Lab 4 — Web programming

Slides. Connecting to the cycle machines using SSH. Introduction to web programming with HTML, CSS, JavaScript, and PHP.

Uploading your website

To put your website on your people page—e.g., mine is https://people.eecs.ku.edu/~h054w684 and for yours, you will replace the h054w684 part of the URL with your first-initial last-initial ID—you will have to connect to the cycle servers with SSH, or get on a lab machine. See the slides for this lab for help with using SSH, and the slides for labs 2 and 3 for some terminal commands to help you navigate on the server.

Once you are logged onto the cycle server, under your home directory you should have a directory named public_html.
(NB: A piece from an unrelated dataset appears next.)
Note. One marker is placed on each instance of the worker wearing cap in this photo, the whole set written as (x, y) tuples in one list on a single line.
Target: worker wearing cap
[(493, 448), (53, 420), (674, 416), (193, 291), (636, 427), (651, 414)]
All of the source code for your website must be placed in there to be visible at your URL. You will need to create a file named index.html in that directory, which will be the first HTML page that is displayed when you navigate to your URL. From there, you should link to the other practice pages you make for the lab.

To actually display your website, you will need to set up some permissions for the cycle server. Another one of the TAs has prepared a script to do this for you. On the cycle server, run the commands:

    $ wget people.eecs.ku.edu/~l367r860/grant_permission.sh
    $ bash grant_permission.sh
    

These will download a script and execute it, setting up all of the permissions the server needs to see your source code and display it on your page. If you navigate to your page, you should see the output of your index.html file in the browser if you have everything set up correctly.

Using GitHub to sync your code and your website

The lab submission wants you to provide a link to a GitHub repository with your website's source code, as well as a link to your people website. A good workflow for this assignment would be to develop your website on your local machine in a git repository that you push to GitHub, and to clone that repository on the cycle server in the public_html directory to keep your code synced up. For help with the first step of putting your code on GitHub, review the slides for lab 1.

For the step of cloning your repository on your lab machine after you have created it on GitHub, navigate into the public_html directory on the cycle server and run:

      $ git init -b main
      $ git remote add origin <YOUR REPOSITORY URL>
      $ git pull origin main
      $ git branch --set-upstream-to=origin/main main
    

This will pull in all of the files from your repository on GitHub. From there, whenever you do a push from your local machine and want to update your page, you can SSH onto the cycle server, navigate to public_html, and run $ git pull to pull your changes from GitHub.

Now you have git repositories on both your local machine and the cycle server, and you will be able to develop locally, push changes to GitHub, and later connect to the cycle machine to pull those changes to have them actually be reflected on your people page.